In the mid 90’s, fans interacted and watched their favourite team and players through magazines, television, teletext scores, newspapers, and occasional interviews. The direct interaction was very limited to radio or sport programme call in’s, attending the games and season ticket holders. The top players had an untouchable aura around them in the eyes of many average fans. They were living the dream, held on a pedestal, seen as heroes and were respected, if not always adored. If a player had a bad game, they had to endure a painful analysis on Match of the Day and the Sunday papers before putting their head down all week in training, in hope to put things right the following game.

As technology advanced and media became more interactive, fans had more access and direct points of contact with clubs and their day to day goings on. The development of online sport forums allowed quick and easy point of contact with other fans and free flowing discussion and debate. As media has become more decentralised there is an ever growing body of in depth articles on various aspect of the sport, the clubs, and the players.

As the internet and social media have grown, so has our access to the players, the emergence of Facebook in 2008 and Twitter in 2010 further narrowed the shrinking gap between fan and player. Club and player pages, posts, videos, live chats, and instant news seemed to enhance the game and captivated the public in a way that never seemed possible. Personal tweets between a player and an adoring fan, or a live Facebook team chat, engages the senses of so many, humanises the players incredibly and endears many fans even further. The positive impact is clear for all to see. But as with many advances in technology, callous and poisonous elements become apparent that could become increasingly toxic if left unchecked.

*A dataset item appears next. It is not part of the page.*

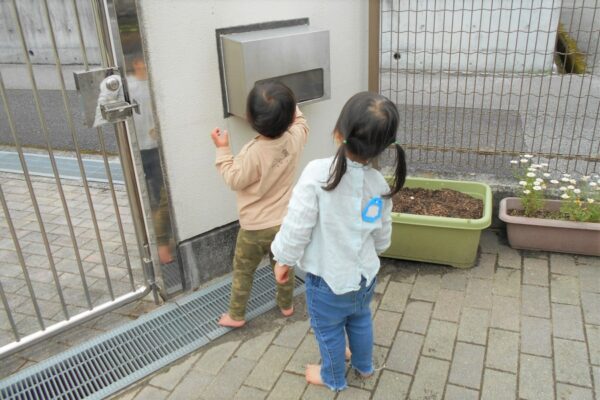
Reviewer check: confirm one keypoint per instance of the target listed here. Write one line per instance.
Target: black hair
(368, 124)
(270, 108)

Trolling, bullying, conspiracies, and video shaming have now become an everyday occurrence online, every click and interaction is open to scrutiny and ridicule at any time day or night. Players and clubs have millions of followers from all walks of life around the globe and, as it is with any popular social media account, the comments sections can quickly descend into a hotbed of vitriol and hatred. A bad game can lead to a barrage of online hatred and ridicule and emerging talents can find their confidence slipping away at the hands of zealous ‘fans.’ Tom Cleverley and Marouane Fellaini left Twitter altogether when playing for Manchester United after the vitriol they received after perceived poor performances.

The effect of social media on players can often go unnoticed by pundits and commentators, but the constant pressure and spotlight focused on a player’s every move can take a mental toll, especially when a player is struggling for confidence. Whilst wages and fees continue to spiral upwards and technology continues to break down the barriers between player and fan, this trend is only likely to continue. Premier league players are no longer working-class heroes, they are the very richest and most privileged in society and public perception is unlikely to shift in the opposite direction whilst arguably under-performing players continue to get pay-rises. Without intervention these two forces will continue in a viscous cycle.

This could have a huge detrimental effect to the long term success and support of our clubs and players. A wage cap is a continual talking point and suggestion to help curb the lavish and irresponsible lifestyles associated with footballers, especially the teenage prodigies who haven’t kicked a ball professionally for more than six months. Yet this is unrealistic as top clubs are unlikely to give up their power to offer higher wages as an incentive to sign with them. What is more realistic is a social media scarf, tightening every year, to ensure players can be insulated from backlash, although this could be seen as attempting to cut players off from fans. It’s up to individual clubs to decide what is best for their players and their fans, in both the short and the long term.